On Monday, March 28, I attended the first session in a ten week photography class at Photo Center NW in Capitol Hill, Seattle. Each week we will be given an assignment and need to produce a contact sheet with our top 20 photos. Of those 20, we must pick our three favorites and make 8×10 prints to be discussed and critiqued in the next class session. My intent is to pick at least one of those top three and post it here.
The assignment this week was rather open – just go take lots of shots using only manual settings. I actually have preferred to use manual settings since I started shooting with a SLR, so that was nothing new for me. But what was new was also turning off the auto-focus. I’d played around with it a little with old lenses, but not when using my main lens. It took some getting used to, but once I did, I found myself liking it a lot. It forces me to slow down and really pay a lot more attention to what is in the frame, how it is composed, and just what is it I’m trying to capture. I may continue focusing manually when it’s appropriate. Though I learned that it will definitely take some skill and practice (or a fast switch to auto) to successfully capture that flock of birds that blurred past me unexpectedly.

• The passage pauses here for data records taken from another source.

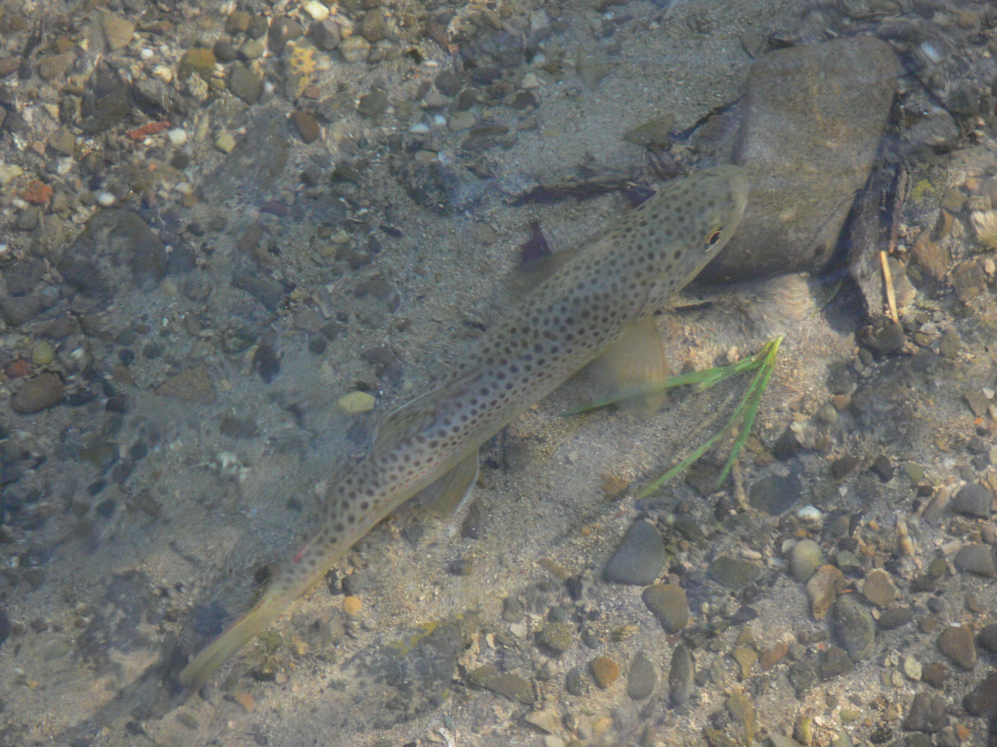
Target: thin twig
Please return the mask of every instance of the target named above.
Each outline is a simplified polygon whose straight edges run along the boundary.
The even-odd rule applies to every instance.
[[[896,291],[893,290],[893,274],[889,271],[889,259],[885,250],[879,252],[879,262],[882,263],[882,280],[886,286],[886,303],[889,304],[889,317],[893,324],[900,324],[900,318],[896,316]]]

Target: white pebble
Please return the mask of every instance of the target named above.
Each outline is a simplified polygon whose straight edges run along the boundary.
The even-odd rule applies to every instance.
[[[797,518],[803,521],[821,521],[824,514],[816,506],[804,506],[797,511]]]
[[[159,78],[164,83],[169,83],[173,80],[173,69],[168,65],[157,65],[153,68],[153,76]]]
[[[329,17],[329,9],[325,3],[320,3],[318,0],[308,0],[302,7],[305,9],[305,13],[316,21],[324,21]]]

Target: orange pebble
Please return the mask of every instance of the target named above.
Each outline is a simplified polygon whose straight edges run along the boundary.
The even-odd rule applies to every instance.
[[[343,612],[347,615],[356,616],[360,615],[360,611],[364,609],[364,603],[360,601],[359,597],[344,597],[343,598]]]
[[[21,199],[32,205],[44,205],[52,199],[52,187],[35,179],[21,192]]]
[[[23,358],[19,358],[16,361],[11,361],[7,364],[5,373],[11,378],[16,378],[18,376],[26,376],[31,373],[31,364],[25,361]]]

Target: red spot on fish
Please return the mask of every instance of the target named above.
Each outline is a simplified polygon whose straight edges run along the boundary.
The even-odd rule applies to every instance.
[[[151,122],[148,124],[143,124],[141,127],[138,127],[137,129],[133,129],[131,132],[128,133],[128,136],[131,137],[134,141],[139,142],[140,140],[146,139],[151,134],[162,132],[168,126],[169,126],[169,122],[167,120],[164,120],[163,122]]]

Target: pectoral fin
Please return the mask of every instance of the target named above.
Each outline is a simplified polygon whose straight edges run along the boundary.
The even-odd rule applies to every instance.
[[[458,462],[450,472],[423,488],[415,500],[424,510],[438,519],[457,513],[471,497],[478,479],[478,449]]]
[[[668,374],[664,346],[653,317],[632,323],[589,367],[600,397],[653,387],[664,382]],[[657,412],[667,398],[668,394],[662,389],[624,399],[620,406],[648,416]]]
[[[514,269],[505,285],[512,298],[519,299],[549,278],[578,254],[577,249],[565,249],[524,262]]]

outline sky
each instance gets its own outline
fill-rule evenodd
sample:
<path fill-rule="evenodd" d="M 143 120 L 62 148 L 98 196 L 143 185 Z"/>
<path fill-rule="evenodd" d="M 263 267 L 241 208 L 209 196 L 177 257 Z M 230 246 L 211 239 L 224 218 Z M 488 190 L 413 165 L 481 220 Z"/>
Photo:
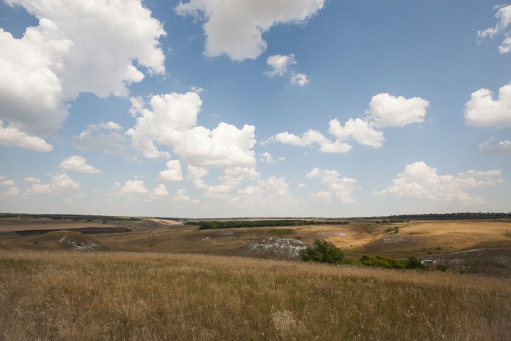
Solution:
<path fill-rule="evenodd" d="M 0 212 L 510 212 L 510 66 L 490 0 L 0 0 Z"/>

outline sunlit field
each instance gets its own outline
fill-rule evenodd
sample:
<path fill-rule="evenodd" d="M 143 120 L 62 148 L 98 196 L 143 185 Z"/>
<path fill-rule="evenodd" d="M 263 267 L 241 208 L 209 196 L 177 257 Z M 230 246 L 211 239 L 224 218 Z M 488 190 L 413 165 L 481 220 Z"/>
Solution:
<path fill-rule="evenodd" d="M 0 251 L 0 339 L 511 339 L 511 281 L 197 254 Z"/>

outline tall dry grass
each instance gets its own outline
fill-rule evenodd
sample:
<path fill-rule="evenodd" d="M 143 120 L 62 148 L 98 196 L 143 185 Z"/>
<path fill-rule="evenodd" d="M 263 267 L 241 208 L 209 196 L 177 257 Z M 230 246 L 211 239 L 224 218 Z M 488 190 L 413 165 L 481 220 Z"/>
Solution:
<path fill-rule="evenodd" d="M 0 252 L 0 340 L 511 340 L 511 281 L 241 258 Z"/>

This week’s choice was taken on a damp and dreary Seattle spring day. I had been hoping for some dry weather to take some shots downtown at the public library (love those geometric patterns and lines). But the weather was not going to cooperate so that will have to wait for another day. About an hour before sunset I decided to just throw on my rain coat and head to Beach Drive in West Seattle.
I started out with lots of boring shots of gray water, a gray rocky beach with a nice gray sky and not much else. Until I stopped looking at the scene as a whole and tried looking more closely.
Even before I got this home and on my computer I knew that it was going to end up being black and white. On such a dreary day, it was practically monochrome already.